As the Borough notes, Falke's reliance on Municipality of Anchorage v. Wallace, 597 P.2d 148 (Alaska 1979), to support his argument that “foreclosure ends when the entering of a Judgment and Decree that sells and transfers the lot to the Borough pursuant to AS 29.45.380 and .390” is misplaced. In Wallace, unlike in this case, the tax deed had already been transferred to the municipality. Id. at 150.
FN30. See AS 29.45.330(a) (“A municipality shall ... annually present a petition for judgment and a certified copy of the foreclosure list for the previous year's delinquent taxes....”); AS 29.45.360 (“A municipality shall bring one general foreclosure proceeding in rem against the properties included in the foreclosure list.”).
E. Sanctions
Falke asserts that the superior court erred in denying his motion for sanctions against the Borough attorney. In the superior court Falke claimed the Borough attorney knowingly adopted legally erroneous positions by contesting the same arguments Falke has made before this court in the present case. In addition Falke argued that the Borough attorney “willfully and deliberately tried to deceive and to mislead this [c]ourt” by attaching a tax bill history ending in 2005 to the 2008 proposed judgment and decree, when AS 29.45.330 required delinquencies from the “previous year,” which was 2007. Falke repeats his arguments here, claiming the Borough “truly warrant[s] sanctioning, in that it caused substantial unnecessary filing and resulted in waste of judicial time.”
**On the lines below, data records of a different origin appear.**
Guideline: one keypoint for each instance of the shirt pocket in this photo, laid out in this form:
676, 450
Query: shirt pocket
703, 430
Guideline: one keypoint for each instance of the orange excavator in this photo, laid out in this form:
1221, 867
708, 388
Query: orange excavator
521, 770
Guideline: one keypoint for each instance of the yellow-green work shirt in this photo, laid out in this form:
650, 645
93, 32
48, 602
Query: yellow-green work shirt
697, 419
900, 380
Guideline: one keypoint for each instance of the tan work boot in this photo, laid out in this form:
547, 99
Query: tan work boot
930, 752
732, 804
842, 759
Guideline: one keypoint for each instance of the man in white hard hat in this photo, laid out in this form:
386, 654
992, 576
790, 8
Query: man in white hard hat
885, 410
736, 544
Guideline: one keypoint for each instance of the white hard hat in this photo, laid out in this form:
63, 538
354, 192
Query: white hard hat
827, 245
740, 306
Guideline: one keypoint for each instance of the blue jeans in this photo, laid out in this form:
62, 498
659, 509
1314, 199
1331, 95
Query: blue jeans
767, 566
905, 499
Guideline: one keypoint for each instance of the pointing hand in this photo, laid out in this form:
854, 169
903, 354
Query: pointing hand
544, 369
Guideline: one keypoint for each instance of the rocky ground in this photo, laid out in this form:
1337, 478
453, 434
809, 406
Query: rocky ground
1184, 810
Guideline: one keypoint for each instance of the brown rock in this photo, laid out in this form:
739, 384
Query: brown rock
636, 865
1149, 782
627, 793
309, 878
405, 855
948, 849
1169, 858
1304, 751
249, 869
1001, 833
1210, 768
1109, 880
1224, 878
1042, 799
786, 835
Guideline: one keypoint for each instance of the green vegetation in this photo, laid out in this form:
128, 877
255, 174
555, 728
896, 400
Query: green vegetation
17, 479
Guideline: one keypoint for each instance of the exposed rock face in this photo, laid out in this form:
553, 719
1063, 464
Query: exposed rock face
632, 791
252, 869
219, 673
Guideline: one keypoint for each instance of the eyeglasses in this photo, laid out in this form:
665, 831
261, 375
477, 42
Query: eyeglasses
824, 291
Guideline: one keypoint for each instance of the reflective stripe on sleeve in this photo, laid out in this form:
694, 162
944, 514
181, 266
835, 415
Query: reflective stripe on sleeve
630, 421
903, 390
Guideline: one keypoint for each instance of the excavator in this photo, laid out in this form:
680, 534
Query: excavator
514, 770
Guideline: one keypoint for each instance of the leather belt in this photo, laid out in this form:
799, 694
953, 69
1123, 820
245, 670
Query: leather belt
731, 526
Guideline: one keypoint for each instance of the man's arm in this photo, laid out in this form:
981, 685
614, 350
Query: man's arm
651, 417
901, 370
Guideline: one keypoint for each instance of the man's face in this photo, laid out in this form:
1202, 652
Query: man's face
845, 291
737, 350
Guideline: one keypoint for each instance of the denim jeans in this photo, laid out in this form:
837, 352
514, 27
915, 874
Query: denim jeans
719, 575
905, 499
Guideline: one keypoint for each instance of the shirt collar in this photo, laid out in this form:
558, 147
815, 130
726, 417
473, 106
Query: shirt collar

As discussed above, the Borough's positions are legally sound, including its position that unpaid taxes roll over from one year to the next. The Borough appropriately attached a tax bill history ending in 2005 to the proposed judgment and decree in the 2008 foreclosure proceedings because no new taxes have become due since 2005. The tax bill history sufficiently and accurately set forth Falke's unpaid taxes. Thus declining to impose sanctions against the Borough was not an abuse of discretion.
V. CONCLUSION
We AFFIRM the superior court's decision.
CHRISTEN, Justice, not participating.